SPEC CPU2000. Part 17. AMD64/EM64T and 64-bit code. The third attempt

SPEC CPU2000. Part 17.
AMD64/EM64T and 64-bit code.
The third attempt.

		Tweet

Four months have already passed since we tested 64-bit compilers on the AMD64 platform. Today we'll proceed with our tests and will see what has changed since that time, because the 32-bit product from Intel has often been in advance of 64-bit compilers. And the main plot will be the release of a 64-bit compiler from Intel. Of course, it was initially created for CPUs from this company supporting the EM64T technology, but it also works fine with AMD64.

Testbed configuration:

AMD Athlon 64 3500+ CPU (2,2 GHz, 512 KB L2, Socket 939)
Gigabyte K8NSNXP-939 mainboard
2 x Kingston HyperX KHX4000/512 (operating as DDR400)
Operating system: SuSE Linux 9.1 x86-64 (Kernel 2.6.5-7.108, gcc 3.3.3-33 compiler)

We used the following compilers:

GNU gcc
PGI Workstation 5.2-2
Pathscale EKO Compiler Suite 1.3-108
Intel Compilers 8.0 (C/C++ 8.0.070, Fortran 8.0.050)
Intel Compilers 8.1 for EM64T (C/C++/Fortran 8.1.020)

We'll briefly introduce our participants for those who are not keeping up with our publications:

A standard compiler for Linux systems, gcc remains the most popular compiler for non-commercial use. We used a compiler version from the SuSE package (to be more exact – from the update), because the new (at the moment of our tests) version (we tried 3.4.2) did not provide a considerable performance gain in SPEC CPU2000 tests.

PGI is the first 64-bit commercial compiler for AMD64. PGI Workstation 5.2 package includes C, C++, Fortran, and Fortran90 compilers (as well as a debugger and a profiler). Supporting OpenMP and MPI. Since the first release, it has gone through several versions and the current one is 5.2-2. Note that new versions of PGI are in fact released almost every day, but unfortunately the developer does not always increase version numbers. So you can learn how fresh the release is only by the date of the installation package file. Fortran compiler from this package is also used in commercial applications.
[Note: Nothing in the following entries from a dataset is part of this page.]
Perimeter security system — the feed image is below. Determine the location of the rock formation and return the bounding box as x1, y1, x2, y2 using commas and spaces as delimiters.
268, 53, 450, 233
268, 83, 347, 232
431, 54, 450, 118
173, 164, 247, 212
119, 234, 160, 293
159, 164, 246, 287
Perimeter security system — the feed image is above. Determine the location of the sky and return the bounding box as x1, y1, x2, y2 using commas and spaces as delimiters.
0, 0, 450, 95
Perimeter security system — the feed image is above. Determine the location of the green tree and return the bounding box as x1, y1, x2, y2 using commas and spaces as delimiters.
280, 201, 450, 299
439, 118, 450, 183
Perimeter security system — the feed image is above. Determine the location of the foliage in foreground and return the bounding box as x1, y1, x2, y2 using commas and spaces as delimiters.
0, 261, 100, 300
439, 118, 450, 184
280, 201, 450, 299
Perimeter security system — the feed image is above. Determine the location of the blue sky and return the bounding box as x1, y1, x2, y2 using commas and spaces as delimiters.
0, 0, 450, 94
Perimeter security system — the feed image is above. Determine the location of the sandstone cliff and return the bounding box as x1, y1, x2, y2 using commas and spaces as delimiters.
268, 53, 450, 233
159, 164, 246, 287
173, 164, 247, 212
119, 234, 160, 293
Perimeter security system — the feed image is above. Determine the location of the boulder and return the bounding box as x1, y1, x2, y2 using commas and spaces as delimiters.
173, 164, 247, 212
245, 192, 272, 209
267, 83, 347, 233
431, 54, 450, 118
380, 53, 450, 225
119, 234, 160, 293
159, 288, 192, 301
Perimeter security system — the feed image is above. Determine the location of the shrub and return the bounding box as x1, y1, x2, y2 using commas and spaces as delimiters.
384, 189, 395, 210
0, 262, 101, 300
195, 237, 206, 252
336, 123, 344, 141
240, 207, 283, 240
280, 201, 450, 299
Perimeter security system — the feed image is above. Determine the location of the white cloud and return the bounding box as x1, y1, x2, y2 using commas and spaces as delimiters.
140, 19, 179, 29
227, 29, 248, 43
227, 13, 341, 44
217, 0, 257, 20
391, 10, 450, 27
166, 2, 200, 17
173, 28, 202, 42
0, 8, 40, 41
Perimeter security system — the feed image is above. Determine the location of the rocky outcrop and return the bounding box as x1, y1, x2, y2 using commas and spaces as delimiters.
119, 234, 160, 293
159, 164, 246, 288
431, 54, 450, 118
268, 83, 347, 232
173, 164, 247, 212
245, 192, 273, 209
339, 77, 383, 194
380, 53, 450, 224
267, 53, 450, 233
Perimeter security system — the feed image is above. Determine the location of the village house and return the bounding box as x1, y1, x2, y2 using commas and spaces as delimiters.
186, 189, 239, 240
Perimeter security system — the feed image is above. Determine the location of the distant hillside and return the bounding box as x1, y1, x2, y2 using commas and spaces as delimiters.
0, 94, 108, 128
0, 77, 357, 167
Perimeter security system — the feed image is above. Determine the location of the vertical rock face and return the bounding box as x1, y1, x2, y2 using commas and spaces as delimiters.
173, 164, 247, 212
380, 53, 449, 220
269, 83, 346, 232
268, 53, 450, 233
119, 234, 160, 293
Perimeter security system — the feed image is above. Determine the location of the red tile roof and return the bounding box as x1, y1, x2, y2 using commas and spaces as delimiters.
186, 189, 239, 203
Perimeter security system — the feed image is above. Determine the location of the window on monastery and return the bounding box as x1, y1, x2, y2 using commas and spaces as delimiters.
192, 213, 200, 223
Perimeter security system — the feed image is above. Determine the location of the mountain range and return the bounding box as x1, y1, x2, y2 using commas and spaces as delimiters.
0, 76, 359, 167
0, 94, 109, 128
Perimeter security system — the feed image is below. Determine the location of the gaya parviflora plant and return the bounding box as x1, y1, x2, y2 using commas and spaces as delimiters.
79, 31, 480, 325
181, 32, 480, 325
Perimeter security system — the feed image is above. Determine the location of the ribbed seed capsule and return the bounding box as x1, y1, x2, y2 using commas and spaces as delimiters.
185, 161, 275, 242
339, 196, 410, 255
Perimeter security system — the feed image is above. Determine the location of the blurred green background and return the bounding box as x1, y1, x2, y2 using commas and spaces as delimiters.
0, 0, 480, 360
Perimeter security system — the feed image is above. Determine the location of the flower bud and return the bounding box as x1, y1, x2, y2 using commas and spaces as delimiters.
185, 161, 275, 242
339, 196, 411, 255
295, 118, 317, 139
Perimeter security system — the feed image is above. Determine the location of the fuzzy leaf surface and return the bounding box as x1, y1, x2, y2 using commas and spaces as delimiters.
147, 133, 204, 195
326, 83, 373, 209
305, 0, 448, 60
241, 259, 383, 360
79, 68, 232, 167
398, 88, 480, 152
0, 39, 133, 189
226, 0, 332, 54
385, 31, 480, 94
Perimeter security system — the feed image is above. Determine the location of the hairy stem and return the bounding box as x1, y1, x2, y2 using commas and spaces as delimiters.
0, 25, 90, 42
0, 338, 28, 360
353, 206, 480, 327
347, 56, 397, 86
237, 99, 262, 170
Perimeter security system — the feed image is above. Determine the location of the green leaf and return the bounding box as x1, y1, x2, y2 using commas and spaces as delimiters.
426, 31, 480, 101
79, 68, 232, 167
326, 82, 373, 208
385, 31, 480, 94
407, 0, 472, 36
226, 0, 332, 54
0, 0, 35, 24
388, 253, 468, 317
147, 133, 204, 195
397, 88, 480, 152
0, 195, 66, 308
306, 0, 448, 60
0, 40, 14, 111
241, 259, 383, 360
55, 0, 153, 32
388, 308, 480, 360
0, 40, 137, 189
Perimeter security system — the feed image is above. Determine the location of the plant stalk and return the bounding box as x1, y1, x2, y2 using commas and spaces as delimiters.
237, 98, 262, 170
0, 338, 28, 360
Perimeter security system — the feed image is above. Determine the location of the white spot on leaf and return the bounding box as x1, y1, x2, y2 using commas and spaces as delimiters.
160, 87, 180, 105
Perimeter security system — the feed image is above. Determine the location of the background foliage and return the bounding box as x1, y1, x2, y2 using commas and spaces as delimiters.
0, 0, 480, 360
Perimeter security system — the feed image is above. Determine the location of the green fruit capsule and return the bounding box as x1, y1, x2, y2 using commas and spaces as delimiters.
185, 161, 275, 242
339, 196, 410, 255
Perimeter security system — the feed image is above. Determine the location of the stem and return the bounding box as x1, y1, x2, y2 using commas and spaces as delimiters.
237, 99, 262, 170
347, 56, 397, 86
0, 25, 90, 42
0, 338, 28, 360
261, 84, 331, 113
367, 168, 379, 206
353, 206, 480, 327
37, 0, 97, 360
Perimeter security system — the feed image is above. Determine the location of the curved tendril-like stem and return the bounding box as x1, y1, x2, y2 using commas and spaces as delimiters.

In particular, it was used to compile the 64-bit version of LS-DYNA for the AMD64 platform.

PathScale EKO Compiler Suite has appeared relatively recently, the first (1.0) version was released this year in spring. Interestingly, this product was initially developed to operate on the AMD64 platform. The package includes C, C++, and Fortran 77/90/95 compilers. It lacks debuggers and other utilities. The compiler works only in 64-bit versions of Linux (it is claimed to support RedHat, Fedora, SuSE). Version 1.3 was released in late August. The developer is trying to attract attention to the quality (speed of the compiled code) of the product by conducting contests of the type "You'll Win if Your Code Runs 10% Faster". Besides, the web site provides multiple test results in various applications (they often use "64bit Commercial Compiler" :) ). As this compiler does not have an apparent 32-bit version (but it has an option to compile 32-bit code, moreover it is used in peak metrics) and the company kindly includes a full config file for SPEC CPU2000 into the package, we additionally obtained peak metrics for it. Note that these results are hors concours, because we use only base metrics for the other compilers.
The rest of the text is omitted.